GSoC 2020 project idea 21: Automated comparison of scientific methods for time-series analysis

ben.fulcher · March 11, 2020, 2:22am

Thanks you @Salmankhancodes, @ram this is correct. You can imagine a new function comes in a generates a new ~column of hctsa_datamatrix.csv, and we want to see how the patterns in this column (characterizing the new feature) relate to existing patterns contained in columns of hctsa_datamatrix.csv. Descriptions of each file are in the figshare repo.

ram · March 11, 2020, 3:35am

@ben.fulcher Thanks now I’m getting clear image what we actually need to do…and now what about comparison ?..are we just going to to compare on the bases of values that we got in our new column and the most similar columns will be the best match or we need to find some pattern for comparison?

vinay · March 11, 2020, 4:58am

@Salmankhancodes maybe a small addition. I guess one has to use OutputToCSV to reduce .mat to .csv files

Salmankhancodes · March 11, 2020, 5:09am

We already have the output in .csv format so not required.

ben.fulcher · March 11, 2020, 11:44am

A simple Spearman correlation-based similarity metric is a good place to start.

Salmankhancodes · March 11, 2020, 6:08pm

@ben.fulcher Sir when the user will contribute it’s analysis method then:

the addition of their analysis method in the data-matrix will be any random position or it has to be placed at a specific position by applying clustering algorithm like k-medoids.
addition of analysis method will be an optional feature or it will be added automatically as soon as the user will upload it for comparison purpose ?

ben.fulcher · March 12, 2020, 9:54am

Thanks @Salmankhancodes.
1—We will not need to place the new method in the data matrix—the ordering of columns does not need to be special.
2—I think we will allow the user to upload at their discretion (to avoid noise). For this they will need to provide some information about their function (check out how this is done currently on the CompEngine website for uploading time-series data). If possible, it would be great to have a backend where a website manager could approve the upload.

Salmankhancodes · March 12, 2020, 10:27am

Ok Thanks @ben.fulcher Sir so like CompEngine we will make it an optional choice to add their analysis method

harsht24 · March 14, 2020, 5:02am

@ben.fulcher Sir so is this our task to get rank for all input features using Spearman Rank Correlation?

ben.fulcher · March 14, 2020, 5:24am

Each input algorithm/feature will need to be ranked for its similarity to the existing library of algorithms/features, and the result visualized.
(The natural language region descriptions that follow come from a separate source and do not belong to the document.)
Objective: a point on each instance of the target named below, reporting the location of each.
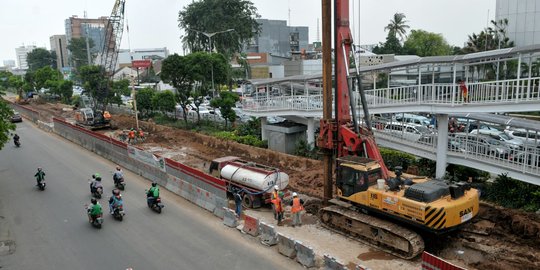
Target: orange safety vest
(297, 206)
(277, 204)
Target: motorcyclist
(16, 139)
(118, 175)
(40, 176)
(94, 210)
(115, 200)
(153, 193)
(96, 183)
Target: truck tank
(255, 177)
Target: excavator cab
(356, 174)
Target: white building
(21, 53)
(124, 56)
(523, 20)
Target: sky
(154, 24)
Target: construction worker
(131, 136)
(274, 195)
(296, 210)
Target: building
(124, 56)
(523, 20)
(59, 46)
(21, 53)
(279, 39)
(85, 27)
(9, 63)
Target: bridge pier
(442, 145)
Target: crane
(371, 202)
(97, 117)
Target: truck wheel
(247, 202)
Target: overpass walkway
(300, 97)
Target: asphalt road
(51, 229)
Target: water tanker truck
(257, 181)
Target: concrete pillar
(311, 131)
(442, 145)
(264, 133)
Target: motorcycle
(41, 185)
(155, 204)
(120, 183)
(118, 213)
(97, 192)
(96, 222)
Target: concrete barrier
(304, 254)
(229, 218)
(331, 263)
(268, 234)
(251, 226)
(286, 246)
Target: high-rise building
(21, 53)
(59, 46)
(279, 39)
(84, 27)
(523, 20)
(9, 63)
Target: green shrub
(512, 193)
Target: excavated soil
(498, 238)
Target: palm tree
(397, 26)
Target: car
(482, 144)
(16, 117)
(512, 143)
(410, 132)
(528, 137)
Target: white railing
(503, 91)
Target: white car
(410, 132)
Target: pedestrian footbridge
(500, 81)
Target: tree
(79, 55)
(177, 70)
(391, 46)
(164, 101)
(39, 58)
(144, 99)
(423, 43)
(225, 102)
(218, 15)
(397, 26)
(5, 122)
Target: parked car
(16, 117)
(528, 137)
(482, 144)
(512, 143)
(410, 132)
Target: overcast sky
(154, 23)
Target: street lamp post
(211, 48)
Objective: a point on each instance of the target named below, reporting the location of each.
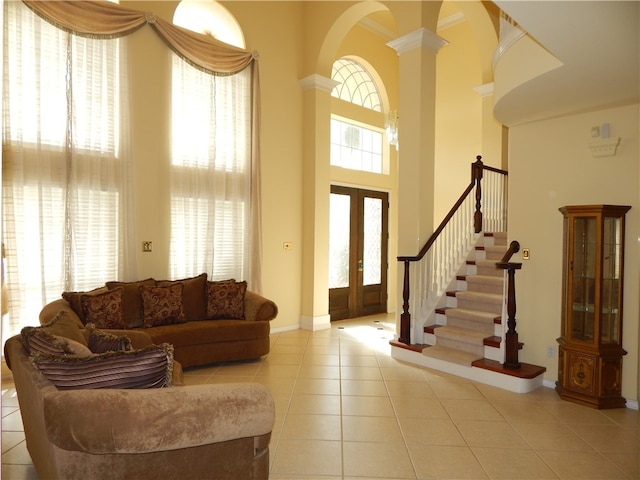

Salmankhancodes · March 14, 2020, 7:13am

Hi, @harsht24
For finding correlation between data we need not to do it manually instead we can simply use the spearman’s correlation function from scipy library and compare our output with the each of the data-matrix columns.
Hope this helps you .
Thanks

ram · March 14, 2020, 8:00am

@ben.fulcher Since our output file contains only values , how we will tell which column is about which feature?

ben.fulcher · March 15, 2020, 2:03am

@ram Please try your best to answer your question before asking it. In this case @Salmankhancodes has already described this to you above, and pointed you to the figshare documentation which describes it. The info is in hctsa_features.csv.

Salmankhancodes · March 20, 2020, 3:09pm

@ben.fulcher Sir we have decent time interval between final proposal submission and announcement for selected students and as i had already submitted my final proposal so i thought i should discuss with you what will you suggest me to do during this period , any resources that i should go through or tools and frameworks that i should brush up or any other contribution to any related repositories or any other thing that you would like to suggest me so that it will us in the longer run during our coding period?

ben.fulcher · March 21, 2020, 1:13am

Thanks for the question @Salmankhancodes

Go through and familiarize yourself with the open code repositories for CompEngine (frontend and backend) described above.
Read the CompEngine preprint: https://arxiv.org/abs/1905.01042
Any papers related to hctsa (listed in the README of the hctsa repo) would be useful background reading. This one puts the main points in context: https://arxiv.org/abs/1709.08055
You could even try running a sample of the underlying algorithm with the steps described in the hctsa documentation (these steps are what we will try to automate in the online platform). https://hctsa-users.gitbook.io/hctsa-manual/analyzing_visualizing/feature-comparison

Salmankhancodes · March 21, 2020, 4:48am

@ben.fulcher Thanks For your advice Sir. I’ll surely go through it.

ram · March 21, 2020, 3:15pm

@ben.fulcher Is it necessary for this project to use CompEngine ? Can’t we build whole new web portal from different technologies ?

ben.fulcher · March 22, 2020, 12:43am

Open to hearing any plan, but my assumption is that building on an open-source platform (CompEngine) that achieves the same thing (but for data instead of features) would be time-efficient.

ram · March 22, 2020, 8:15am

why i am saying this is because marionette and backbone is quite outdated …

also I had followed the steps given in compengine frontend respo. but getting error how to set up successfully

Salmankhancodes · March 22, 2020, 5:41pm

@ram I think you haven’t setup the configuration settings.